MP sets up youth jobs skill fund

Wilfred Abrahams

Declaring his concern over unemployed young people gone astray in his constituency, Christ Church East MP Wilfred Abrahams has launched an “empowerment” drive to help those “who can still be saved”.

He set up a special fund to assist youth interested in acquiring new skills and qualifications, the energy and water resources Minister told a branch meeting at the St. Christopher Primary School Sunday evening.

The MP revealed that so far, over $10,000 in pledges had already been made and he was hoping to attract more as the need arise, adding that he was placing most of his energy for 2020 toward empowering people.

Abrahams said: “If you have zero in the certificate and qualification column, come.

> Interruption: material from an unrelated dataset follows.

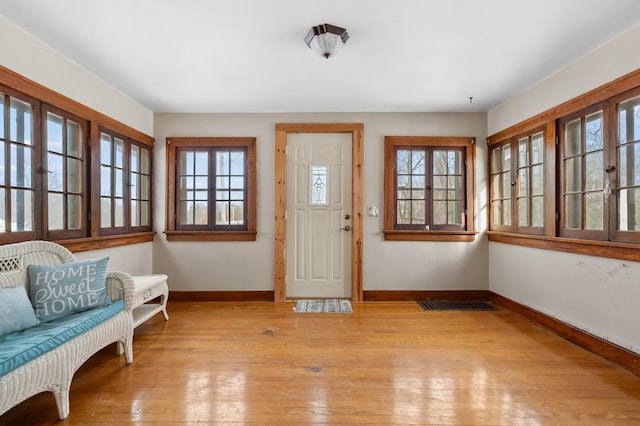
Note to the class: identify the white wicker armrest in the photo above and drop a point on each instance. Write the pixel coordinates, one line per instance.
(120, 285)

I will help you.

“We are going to check these courses and you have to be doing something that gives you or yields some certification that actually advances you somewhere.

“If it is cosmetology, it has to be somebody who is registered that you can put it up and start your business.

“I am happy to pay for anybody who does not have a CXC to do mathematics or English at the O level institute or at Foundation School or wherever.”

As rising violent crime continues to stretch into a new year, Abrahams said he was tired of going to the funerals of young people in his constituency but admitted that some youth are simply “beyond salvation”.

He said: “There are some people who can be saved and to be honest there are some people who are beyond salvation.

“It is probably not the politically correct thing to say, but there are some people who we can’t reach and the law will have to deal with them.”

But he declared: “But for all of the rest, for those who we see starting to deviate, for those people we see starting to hang with bad company, for those people who we are starting to see get hopeless because things are not working out for them, it is our duty to step in and help those people.”

During a recent constituency clinic, Abrahams said, many people in Christ Church East districts lacked many basic tools to be gainfully employed.

He told constituents: “There is a disconnect between those who know in Barbados and those who don’t know and sometimes people are in the position they are in, not because they don’t have the skill to take themselves further but because they don’t actually know some of the things that we know.”

Stressing the venture was not political, Abrahams urged constituency leaders to identify the most vulnerable in the constituency and help them.

He also appealed to those who were empowered by his constituency office and those who have “good” jobs to contribute to the fund and lend their expertise.

Abrahams promised: “At our next branch meeting, we will have somebody explaining some of the big mistakes you make when going for a job interview. We will explain how to present yourselves during a job interview, what your CV should look like, and the dangers of social media.”

The MP also had a stern warning for people who are interested in wasting his time as he insisted he was only interested in addressing the needs of those truly in need of help.

He said: “There are some deadbeat people out there who are intent on wasting your time and you have to call it as you see it.

“This year is the year of empowerment and I am trying to help everybody who is trying to help themselves.

“If you are not trying to help yourselves, don’t come and waste my time.

“I am probably going to hear all about myself having said that, but sometimes you have to call it as you see it.